Using this approach it has become evident that the CD38⁻group is characterized by CLL cells that usually (88.4%) carry mutated V_H genes. CD38⁻ patients have not reached the median survival after a follow-up of 89 months and most of them (74.2%) have not required treatment during this time. The CD38⁺ group is characterized by CLL cells that most frequently (84.6%) carry unmutated V_H genes. CD38⁺ patients have a median survival of 183 months and most of them (75.0%) have required treatment during a follow-up of 98 months. The CD38 bimodal expression group is characterized by cells that tend to have somatically unmutated V_H genes (68.0%). In clinical terms, this group of patients resembles the CD38⁺ group in terms of risk of disease progression (63.3%), required treatment during a follow-up period of 87 months, and especially of median survival time (156 months). These differences cannot simply be accounted for by the prevalence of stage 0 low-risk patients in our series, but rather they imply that the presence of 2 distinct populations is an adverse prognostic factor irrespective of the stage at presentation. Further, the presence of a CD38⁺population is more likely associated with the development of autoimmune complications (Table 1).

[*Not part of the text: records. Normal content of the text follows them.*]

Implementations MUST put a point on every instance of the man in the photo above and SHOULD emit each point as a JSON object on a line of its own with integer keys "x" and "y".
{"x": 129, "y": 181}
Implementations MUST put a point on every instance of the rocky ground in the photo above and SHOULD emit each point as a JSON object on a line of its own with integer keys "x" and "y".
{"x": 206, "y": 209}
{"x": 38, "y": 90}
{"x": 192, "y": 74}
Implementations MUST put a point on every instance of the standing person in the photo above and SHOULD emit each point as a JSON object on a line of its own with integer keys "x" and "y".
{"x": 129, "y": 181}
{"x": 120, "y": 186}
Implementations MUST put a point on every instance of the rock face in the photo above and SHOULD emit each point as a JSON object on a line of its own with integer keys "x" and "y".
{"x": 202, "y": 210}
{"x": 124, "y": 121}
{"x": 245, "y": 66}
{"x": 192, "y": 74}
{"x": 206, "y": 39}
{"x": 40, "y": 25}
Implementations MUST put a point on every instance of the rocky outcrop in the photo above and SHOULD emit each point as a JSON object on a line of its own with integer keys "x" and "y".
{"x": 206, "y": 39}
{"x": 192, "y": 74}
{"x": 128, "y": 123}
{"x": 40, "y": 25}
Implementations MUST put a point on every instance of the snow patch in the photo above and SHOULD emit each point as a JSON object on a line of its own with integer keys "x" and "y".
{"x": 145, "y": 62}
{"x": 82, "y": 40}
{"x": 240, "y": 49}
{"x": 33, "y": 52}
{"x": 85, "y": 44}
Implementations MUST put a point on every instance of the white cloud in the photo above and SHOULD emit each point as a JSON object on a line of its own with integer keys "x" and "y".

The relevance of our observation is 2-fold. First, it indicates that a reproducible, well-disseminated technique can be used to identify patients who, irrespective of the clinical stage at presentation, will have progressive disease. This approach may be used to design new trials aimed at differentially managing patients whose outcome can be reasonably foreseen. It is irrelevant whether the CD38⁺population is present in a high or in a low proportion (Figures 4B and6B). What really matters is the presence of a CD38⁺population whose existence proves to be a simple and effective prognostic parameter that can be also used to reconcile the literature discrepancies. The second point concerns the biologic background of these clinical observations. It becomes obvious to ask whether the 2 populations detected in the PB of the bimodal expression group may have distinctive features. We here show that the 2 populations carry the same IgV_H rearrangement and do not differ in terms of expression of differentiation status, aggressive phenotype, homing, and migratory capacity markers. Likewise no differences have been observed in terms of response to microenvironmental stimuli represented by the in vitro response to CD40L. Of interest, the CD38⁺ subset of bimodal patients appears to be increased in infiltrated BM as compared to PB, suggesting that the BM environment, which is known to be a privileged site of relapse in CLL patients, more easily hosts cells that are associated with an adverse outcome. The quest for the biologic bases of the observed clinical differences will need painstaking experiments of cell culture and molecular investigation of extensively purified populations.